Research conducted in collaboration between the labs of Steve Kay at the University of California, San Diego and Joe Ecker at the Salk institute has led to the creation of a powerful platform for the discovery of novel genetic networks, consisting of a collection of all known transcription factors in the genome of the plant model organism, Arabidopsis thaliana. By using high-throughput screening techniques, this resource is enabling researchers to identify hundreds of novel molecular interactions that enrich our overall understanding of biological processes in plants and lead to the generation of predictive models of the genetic networks that underlie plant traits. NSF Integrative Graduate Education and Research Traineeship (IGERT) fellows Jeff Nelson and Tim Jobe are using this platform to uncover new genes involved in the generation and maintenance of circadian rhythms and heavy metal responses, respectively. The self-sustaining oscillations, driven by daily light and temperature cycles, govern diverse processes such as photosynthesis, growth, and flowering time.
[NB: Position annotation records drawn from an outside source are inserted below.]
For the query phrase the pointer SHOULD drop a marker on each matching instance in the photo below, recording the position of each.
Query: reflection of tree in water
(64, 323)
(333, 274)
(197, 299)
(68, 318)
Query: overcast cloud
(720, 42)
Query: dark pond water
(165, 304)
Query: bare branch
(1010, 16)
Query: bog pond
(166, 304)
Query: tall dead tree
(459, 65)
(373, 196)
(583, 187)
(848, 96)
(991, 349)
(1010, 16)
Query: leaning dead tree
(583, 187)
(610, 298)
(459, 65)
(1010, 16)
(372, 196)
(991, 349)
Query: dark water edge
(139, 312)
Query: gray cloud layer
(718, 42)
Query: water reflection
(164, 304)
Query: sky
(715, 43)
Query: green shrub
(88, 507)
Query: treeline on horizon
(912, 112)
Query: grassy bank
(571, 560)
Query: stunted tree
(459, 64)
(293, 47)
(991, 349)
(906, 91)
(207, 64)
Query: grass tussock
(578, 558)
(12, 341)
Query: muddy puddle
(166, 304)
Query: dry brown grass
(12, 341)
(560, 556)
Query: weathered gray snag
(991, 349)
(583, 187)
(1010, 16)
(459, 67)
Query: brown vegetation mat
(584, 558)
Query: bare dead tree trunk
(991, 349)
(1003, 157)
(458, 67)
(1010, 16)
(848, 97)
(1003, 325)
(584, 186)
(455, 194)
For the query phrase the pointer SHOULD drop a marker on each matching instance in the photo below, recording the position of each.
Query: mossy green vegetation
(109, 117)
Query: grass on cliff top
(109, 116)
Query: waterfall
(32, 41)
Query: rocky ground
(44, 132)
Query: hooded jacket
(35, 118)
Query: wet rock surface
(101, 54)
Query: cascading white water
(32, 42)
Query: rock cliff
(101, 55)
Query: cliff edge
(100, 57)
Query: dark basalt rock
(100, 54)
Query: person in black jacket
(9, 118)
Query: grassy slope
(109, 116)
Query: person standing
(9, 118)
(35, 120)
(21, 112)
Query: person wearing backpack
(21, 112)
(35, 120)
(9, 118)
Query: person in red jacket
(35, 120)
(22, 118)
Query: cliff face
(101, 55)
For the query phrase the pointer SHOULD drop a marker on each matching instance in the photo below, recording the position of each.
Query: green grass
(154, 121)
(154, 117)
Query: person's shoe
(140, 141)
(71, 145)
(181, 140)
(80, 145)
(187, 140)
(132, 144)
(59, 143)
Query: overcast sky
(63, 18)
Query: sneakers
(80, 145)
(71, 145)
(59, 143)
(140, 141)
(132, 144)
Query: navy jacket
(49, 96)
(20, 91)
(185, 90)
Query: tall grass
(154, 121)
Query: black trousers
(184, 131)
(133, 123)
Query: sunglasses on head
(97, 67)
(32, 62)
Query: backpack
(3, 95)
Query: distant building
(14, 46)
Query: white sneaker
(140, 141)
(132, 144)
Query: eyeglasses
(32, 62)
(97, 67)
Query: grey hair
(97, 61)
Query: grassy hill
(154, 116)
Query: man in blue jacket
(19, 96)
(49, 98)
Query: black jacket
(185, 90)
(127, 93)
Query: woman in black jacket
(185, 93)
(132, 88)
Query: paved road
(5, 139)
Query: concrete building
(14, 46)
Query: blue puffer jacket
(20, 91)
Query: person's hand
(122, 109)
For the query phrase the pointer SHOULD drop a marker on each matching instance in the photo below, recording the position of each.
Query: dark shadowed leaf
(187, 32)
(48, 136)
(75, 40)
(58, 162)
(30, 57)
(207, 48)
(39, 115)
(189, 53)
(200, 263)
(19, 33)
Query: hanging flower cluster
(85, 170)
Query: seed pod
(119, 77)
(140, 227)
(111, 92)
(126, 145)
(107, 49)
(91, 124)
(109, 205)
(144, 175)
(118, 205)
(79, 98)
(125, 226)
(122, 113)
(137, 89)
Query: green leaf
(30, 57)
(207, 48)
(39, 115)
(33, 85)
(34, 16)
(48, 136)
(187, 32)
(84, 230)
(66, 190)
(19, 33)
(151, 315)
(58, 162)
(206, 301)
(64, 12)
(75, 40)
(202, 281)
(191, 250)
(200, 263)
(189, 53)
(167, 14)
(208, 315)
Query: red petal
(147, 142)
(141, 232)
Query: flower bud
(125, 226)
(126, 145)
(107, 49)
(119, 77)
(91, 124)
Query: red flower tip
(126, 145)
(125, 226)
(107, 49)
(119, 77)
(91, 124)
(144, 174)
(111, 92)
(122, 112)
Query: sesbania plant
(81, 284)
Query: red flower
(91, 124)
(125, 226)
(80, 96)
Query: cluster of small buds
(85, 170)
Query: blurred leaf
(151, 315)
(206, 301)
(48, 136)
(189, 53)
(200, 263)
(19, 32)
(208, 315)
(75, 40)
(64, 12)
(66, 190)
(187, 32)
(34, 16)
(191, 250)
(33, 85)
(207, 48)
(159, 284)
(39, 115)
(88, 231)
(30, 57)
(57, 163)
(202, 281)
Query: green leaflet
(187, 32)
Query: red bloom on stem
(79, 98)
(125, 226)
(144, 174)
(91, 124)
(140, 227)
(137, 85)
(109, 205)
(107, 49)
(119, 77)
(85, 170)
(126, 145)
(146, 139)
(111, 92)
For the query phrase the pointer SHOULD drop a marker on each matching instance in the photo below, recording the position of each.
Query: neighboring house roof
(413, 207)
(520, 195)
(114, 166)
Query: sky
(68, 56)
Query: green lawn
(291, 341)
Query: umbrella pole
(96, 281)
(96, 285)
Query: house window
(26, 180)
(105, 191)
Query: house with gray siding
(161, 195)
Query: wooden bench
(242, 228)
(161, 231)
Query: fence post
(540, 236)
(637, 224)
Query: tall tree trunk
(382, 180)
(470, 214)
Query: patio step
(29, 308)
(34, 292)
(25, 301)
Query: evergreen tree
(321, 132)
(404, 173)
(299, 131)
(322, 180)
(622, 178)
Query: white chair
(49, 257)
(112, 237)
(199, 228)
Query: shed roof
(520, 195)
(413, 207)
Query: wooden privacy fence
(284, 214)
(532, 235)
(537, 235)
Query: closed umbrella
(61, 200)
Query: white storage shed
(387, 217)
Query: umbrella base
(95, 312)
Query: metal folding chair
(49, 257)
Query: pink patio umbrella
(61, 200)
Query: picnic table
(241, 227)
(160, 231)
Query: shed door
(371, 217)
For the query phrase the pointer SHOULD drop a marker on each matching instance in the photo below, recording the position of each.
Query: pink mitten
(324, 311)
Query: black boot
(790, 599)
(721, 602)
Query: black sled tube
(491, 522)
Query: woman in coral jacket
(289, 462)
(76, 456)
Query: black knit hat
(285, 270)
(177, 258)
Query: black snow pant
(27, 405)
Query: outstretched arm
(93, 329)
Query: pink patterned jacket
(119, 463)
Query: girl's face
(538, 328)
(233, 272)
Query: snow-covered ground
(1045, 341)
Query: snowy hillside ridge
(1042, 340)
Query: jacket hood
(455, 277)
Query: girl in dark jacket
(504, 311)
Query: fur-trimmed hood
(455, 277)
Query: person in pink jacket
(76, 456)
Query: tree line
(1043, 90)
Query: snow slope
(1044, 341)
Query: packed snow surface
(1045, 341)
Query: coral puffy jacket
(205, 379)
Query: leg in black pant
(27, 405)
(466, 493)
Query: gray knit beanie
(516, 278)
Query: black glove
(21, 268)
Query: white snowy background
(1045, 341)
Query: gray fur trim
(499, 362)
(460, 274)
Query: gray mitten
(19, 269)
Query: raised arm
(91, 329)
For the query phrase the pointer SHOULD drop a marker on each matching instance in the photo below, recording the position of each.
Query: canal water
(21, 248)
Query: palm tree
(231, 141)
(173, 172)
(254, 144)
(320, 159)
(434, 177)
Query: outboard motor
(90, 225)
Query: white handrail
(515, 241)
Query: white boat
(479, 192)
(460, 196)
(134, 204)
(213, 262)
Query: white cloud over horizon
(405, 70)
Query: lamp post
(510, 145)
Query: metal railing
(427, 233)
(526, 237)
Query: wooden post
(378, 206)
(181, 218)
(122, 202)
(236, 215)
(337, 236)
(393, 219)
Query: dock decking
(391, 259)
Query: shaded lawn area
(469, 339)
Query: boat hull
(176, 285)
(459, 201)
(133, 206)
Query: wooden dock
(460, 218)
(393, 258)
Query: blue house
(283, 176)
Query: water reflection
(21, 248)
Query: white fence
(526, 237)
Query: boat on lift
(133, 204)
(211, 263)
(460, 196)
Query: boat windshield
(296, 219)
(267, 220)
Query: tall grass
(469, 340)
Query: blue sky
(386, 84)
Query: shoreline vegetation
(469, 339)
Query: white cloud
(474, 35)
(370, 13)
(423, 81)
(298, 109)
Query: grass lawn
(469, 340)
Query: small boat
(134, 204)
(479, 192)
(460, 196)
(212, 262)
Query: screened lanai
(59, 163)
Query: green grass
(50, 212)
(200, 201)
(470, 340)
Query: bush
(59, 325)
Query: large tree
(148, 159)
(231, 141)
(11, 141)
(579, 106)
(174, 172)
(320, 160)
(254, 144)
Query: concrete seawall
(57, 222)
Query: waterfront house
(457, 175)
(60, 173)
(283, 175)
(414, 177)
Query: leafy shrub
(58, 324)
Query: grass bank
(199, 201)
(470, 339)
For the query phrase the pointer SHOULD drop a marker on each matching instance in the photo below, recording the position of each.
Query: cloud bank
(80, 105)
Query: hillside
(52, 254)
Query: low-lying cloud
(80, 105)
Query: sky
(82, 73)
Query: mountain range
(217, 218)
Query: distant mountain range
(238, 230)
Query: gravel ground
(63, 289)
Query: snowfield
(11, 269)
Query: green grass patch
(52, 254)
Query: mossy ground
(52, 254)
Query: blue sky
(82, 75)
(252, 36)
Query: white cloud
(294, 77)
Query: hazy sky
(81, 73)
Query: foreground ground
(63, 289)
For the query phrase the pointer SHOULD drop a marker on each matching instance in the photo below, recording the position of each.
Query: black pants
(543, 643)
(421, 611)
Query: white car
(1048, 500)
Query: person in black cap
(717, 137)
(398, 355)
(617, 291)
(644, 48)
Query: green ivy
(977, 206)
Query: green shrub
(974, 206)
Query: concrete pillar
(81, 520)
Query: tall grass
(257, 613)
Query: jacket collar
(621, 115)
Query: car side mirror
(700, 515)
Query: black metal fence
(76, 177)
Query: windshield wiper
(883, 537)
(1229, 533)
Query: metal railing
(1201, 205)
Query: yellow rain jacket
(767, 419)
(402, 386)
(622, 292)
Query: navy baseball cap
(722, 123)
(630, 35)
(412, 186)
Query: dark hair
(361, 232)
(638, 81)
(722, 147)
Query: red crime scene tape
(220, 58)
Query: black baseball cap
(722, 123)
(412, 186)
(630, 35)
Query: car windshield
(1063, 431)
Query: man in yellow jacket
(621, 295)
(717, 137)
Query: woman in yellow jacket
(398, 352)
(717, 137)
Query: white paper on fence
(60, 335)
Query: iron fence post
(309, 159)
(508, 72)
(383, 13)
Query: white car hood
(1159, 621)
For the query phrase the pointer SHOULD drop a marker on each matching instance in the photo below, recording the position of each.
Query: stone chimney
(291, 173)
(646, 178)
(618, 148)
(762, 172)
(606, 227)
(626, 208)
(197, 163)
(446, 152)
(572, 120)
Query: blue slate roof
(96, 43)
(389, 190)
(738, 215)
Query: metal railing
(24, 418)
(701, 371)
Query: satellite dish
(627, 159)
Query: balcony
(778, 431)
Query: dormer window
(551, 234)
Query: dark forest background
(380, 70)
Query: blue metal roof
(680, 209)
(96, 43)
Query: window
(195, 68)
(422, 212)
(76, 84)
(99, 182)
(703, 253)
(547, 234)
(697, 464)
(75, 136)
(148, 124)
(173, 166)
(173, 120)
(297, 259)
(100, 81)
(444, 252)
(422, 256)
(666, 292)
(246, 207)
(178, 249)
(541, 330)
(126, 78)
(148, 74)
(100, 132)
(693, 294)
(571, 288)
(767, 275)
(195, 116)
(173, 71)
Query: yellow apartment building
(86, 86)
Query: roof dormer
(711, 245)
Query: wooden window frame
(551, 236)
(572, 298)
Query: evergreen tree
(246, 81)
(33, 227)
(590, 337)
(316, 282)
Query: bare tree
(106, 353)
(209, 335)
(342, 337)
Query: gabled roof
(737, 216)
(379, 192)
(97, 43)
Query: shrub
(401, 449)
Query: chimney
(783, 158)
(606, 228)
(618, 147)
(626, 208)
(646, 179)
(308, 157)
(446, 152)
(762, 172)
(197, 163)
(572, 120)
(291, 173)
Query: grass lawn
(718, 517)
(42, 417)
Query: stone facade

By gaining a greater understanding of these complex and agriculturally important traits, we may find new ways of addressing issues related to food supply and security that are increasingly important as farmers struggle to feed the rapidly growing human population.

Address Goals

Primary: Transcriptional networks mediate and control most biological outputs, but these complex networks remain poorly understood in multicellular eukaryotes, with Arabidopsis providing a powerful platform for discovery of principles. The transcription factor library and platforms provide a major new resource for illuminating transcriptional networks in plants.

Secondary: The cross disciplinary training and research opportunities provided to our IGERT students through this platform will prepare our students as potential leaders in plant systems biology. This platform has attracted funding from the highly competitive NIH challenge grant competition, which will leverage the initial investment and allow the study of many transcriptional networks in a multi-cellular eukaryote.